Every kilogram of fatty acid comes from what would otherwise be a waste product of the wool washing chain. Upcycling this stream doesn’t just fit sustainability checklists—it brings a measurable impact to the environmental ledger. We’ve also supported process improvements in upstream scouring operations to reduce chemical runoff and optimize water recycling, which means cleaner, greener feedstock downstream.
Regular feedback loops shape how we manage quality problems. Once, batches showed higher-than-average unsaponifiables due to a change in lanolin supply. Our team caught the change in odor profile during sample prep, flagged it, and increased refinement steps to strip out the contaminant fraction. Quick corrections depend on deep process knowledge and working close to source.
Soap makers sometimes report batch softening during seasonal changes in raw material. We address this by tweaking the acid blend ratio or sourcing batches blended specifically for cooler months. Some industries require a low-odor fraction for high-end personal care – we’ve invested in additional bleaching and deodorization steps for these lines, even if it means lower throughput speed. The factory adapts to end use, not the other way around.
Only people on the factory floor see how small adjustments shift the final product. Our plant teams stay open about actual batch compositions and any deviation in physical characteristics. If total unsaturated acid content goes above customer spec, we call it out and offer options: wait for the next run or approve a one-time modified blend. Partnership with our customers grew out of this transparency rather than pushing only glossy product brochures.
Plant-based producers sometimes promote “total refinement,” but the value of wool grease fatty acid rests in trace sterols and long-chain alcohols, elements which bring extra performance but stay in the background of chemical data sheets. We make a point to talk directly to downstream chemists about what these minor components do for shelf life and product feel.
No one formula runs for all customers. Laundry soap produces best results with higher saturated acid blends; specialty machine lubricants need more unsaturated fractions for spreading and film-forming. Textile agents ask for low-odor, extra filtered versions. Experience has shown that direct dialogue between handler and user shortens the guesswork – each time a customer brings a new requirement, we walk the plant, adjust blending ratios, run pilot batches, and keep the validation cycle short.

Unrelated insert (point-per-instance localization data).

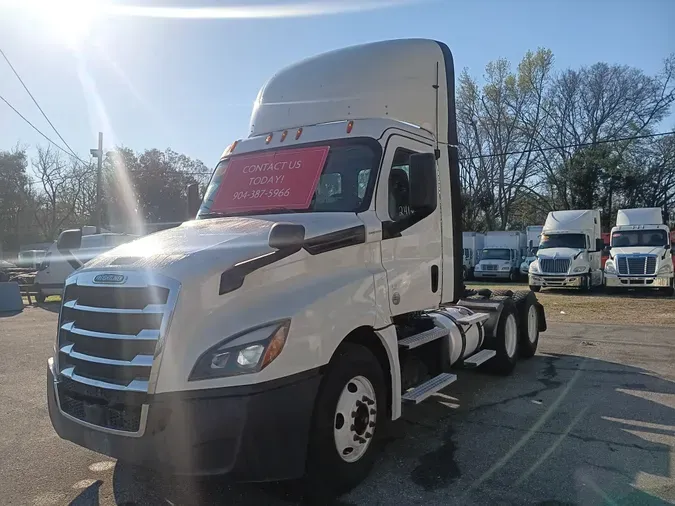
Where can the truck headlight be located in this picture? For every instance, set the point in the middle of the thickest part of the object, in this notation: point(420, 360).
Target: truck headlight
point(666, 269)
point(247, 352)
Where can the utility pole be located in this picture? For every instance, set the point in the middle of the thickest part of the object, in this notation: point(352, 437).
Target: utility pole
point(98, 154)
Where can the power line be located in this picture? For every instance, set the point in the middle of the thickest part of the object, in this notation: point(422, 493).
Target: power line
point(569, 146)
point(36, 102)
point(40, 132)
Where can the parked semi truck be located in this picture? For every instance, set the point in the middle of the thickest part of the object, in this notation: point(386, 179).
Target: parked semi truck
point(501, 256)
point(533, 234)
point(317, 292)
point(641, 251)
point(569, 251)
point(473, 246)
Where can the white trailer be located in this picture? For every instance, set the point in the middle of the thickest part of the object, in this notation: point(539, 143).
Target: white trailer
point(473, 243)
point(569, 253)
point(640, 251)
point(533, 234)
point(501, 256)
point(317, 292)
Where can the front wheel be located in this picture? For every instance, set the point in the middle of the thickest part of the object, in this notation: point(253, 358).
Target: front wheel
point(348, 417)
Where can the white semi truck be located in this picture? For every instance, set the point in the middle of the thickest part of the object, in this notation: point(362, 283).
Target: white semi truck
point(502, 255)
point(569, 253)
point(473, 246)
point(533, 234)
point(318, 290)
point(640, 251)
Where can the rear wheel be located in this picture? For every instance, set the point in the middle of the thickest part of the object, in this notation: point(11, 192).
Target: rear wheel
point(529, 326)
point(506, 340)
point(348, 417)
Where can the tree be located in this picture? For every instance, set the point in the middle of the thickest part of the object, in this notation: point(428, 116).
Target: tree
point(150, 187)
point(60, 183)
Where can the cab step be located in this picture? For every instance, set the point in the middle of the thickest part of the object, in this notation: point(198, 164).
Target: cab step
point(423, 338)
point(479, 358)
point(428, 388)
point(472, 319)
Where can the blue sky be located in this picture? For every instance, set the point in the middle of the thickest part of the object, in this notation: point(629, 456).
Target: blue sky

Each customer’s requirements blend into our production rhythm. The ability to adjust on the fly – whether acid value or fractions of unsaponifiables – draws on both process understanding and a real history of partnership. Long-term relationships trump transactional deals, and a reputation for consistent delivery bolsters confidence in wool-derived fatty acids for the long haul.
We don’t speculate from afar. Years on the production line have brought an inherent understanding of how wool grease fatty acid outperforms alternatives. The material’s distinct composition gives performance benefits in soap making, lubrication, and specialty chemicals—qualities that simple commodity blends don’t match. Our history of hands-on refinement, troubleshooting, and close contact with end users makes sure the product adapts, not just meets base technical requirements.
As more industries push toward measurable sustainability and supply chain transparency, the combination of renewable sourcing, low-waste processing, and long-running technical support gives wool grease fatty acid an edge. In the end, plant-level experience defines how we deliver solutions, not just acids in drums.